It was really surprising, sort of wonderful in itself, especially since we just happen to have the only WalMart Super Center on the west side of Chattanooga. Our big and busy and obviously essential WalMart is nearest to and most convenient for many folks from downtown Chattanooga, Alton Park, St.
Elmo, Elder Mountain, etc. It's also very convenient for anyone who works in Chattanooga and lives west and south in rural places like Dade County, Georgia; Marion and Grundy Counties, Tennessee; and Jackson and DeKalb Counties, Alabama. I've worked with good folks from all of those far-distant places, and believe me, there are lots of them who drive to Chattanooga every day to work. Well, they used to, anyway, before the massive and monumental shutdowns of supposedly non-essential businesses.
And, of course, the Lookout Valley WalMart is very convenient and accessible to all travelers on Interstate 24, including those ignorant, selfish, and unconcerned northern spring-breakers of late March.
Things have been a bit different at WalMart lately. There are formal, rigid crowd control fences and homemade shopping cart barricades all around the entrances, but trust me -- even though the hours have been reduced significantly, still the store has remained open to all comers and the parking lot is usually pretty well filled.
Yet somehow as a community/neighborhood/ZIP code we have managed (so far) to avoid having a single certifiable case of the Chinese terror, even in this latest surge of testing which seems to be finding infected people everywhere all over the city. I praised the Lord for that knowledge, and then went back and took another look at the map -- there are several other blessed areas all around the county, too. In fact, the ZIP codes with no cases are all on the outermost borders of the county -- even farther from downtown than my own 6 miles.
Then, perhaps most surprising -- look closely! -- there is tiny little ZIP 37403, right slap downtown, right there in Ground Zero, including the University, with no cases at all.
Now, just how those figures were obtained, and just who drew the map under whose instruction, of course I don't know anything about all of that. But in this general day and this particular time of Al Gore-type 'science' and politically correct medicine, in a time when the most remote excuses have been used to declare almost any death a Covid-19 death, I dare to figure that if they have to say there are NO cases of the virus in these areas, no obvious incidents of the stuff, then most likely there just aren't any cases of the virus in these areas.

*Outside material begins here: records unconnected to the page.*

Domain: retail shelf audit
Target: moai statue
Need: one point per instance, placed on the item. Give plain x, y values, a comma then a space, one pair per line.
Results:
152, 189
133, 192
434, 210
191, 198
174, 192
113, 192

Notice, too, that the entire county, population approximately 368,000, has been disrupted by quarantines, closures, and other restrictions this way, that way, and every other which way for 10 weeks or so now, and the total reported problem involves (to date) only 487 individuals (as of the map's release) -- only one in every 750 of us, most of whom were not sick enough to be hospitalized. But the hospitals have all been hamstrung, essentially quarantined themselves, for this period, too -- just in case, we've been told.
"You can't be too careful!" is the motto of many, particularly modern elected officials. But I suspect there are many local citizens now unemployed, many whose jobs don't even exist any more and won't reappear any time soon, who wonder if perhaps we've been just a little bit too careful?!
Or, maybe, I shouldn't be critical; maybe we should all be singing the praises of our perpetually self-quarantined mayor and other elected higher officials, our medical experts of all shapes and stripes, our breathless news media, our self-appointed self-interested experts, even Al Gore, George W. Bush (he'd've certainly been blamed by some if things had gotten any worse!), and Barack Hussein Obama.
Whatever, however, whyever -- my immediate neighborhood has apparently remained almost miraculously clean this time around. To that extent I am truly grateful, and I can live with that!
It really is pretty wonderful. And it gives us all plenty to wonder about, too.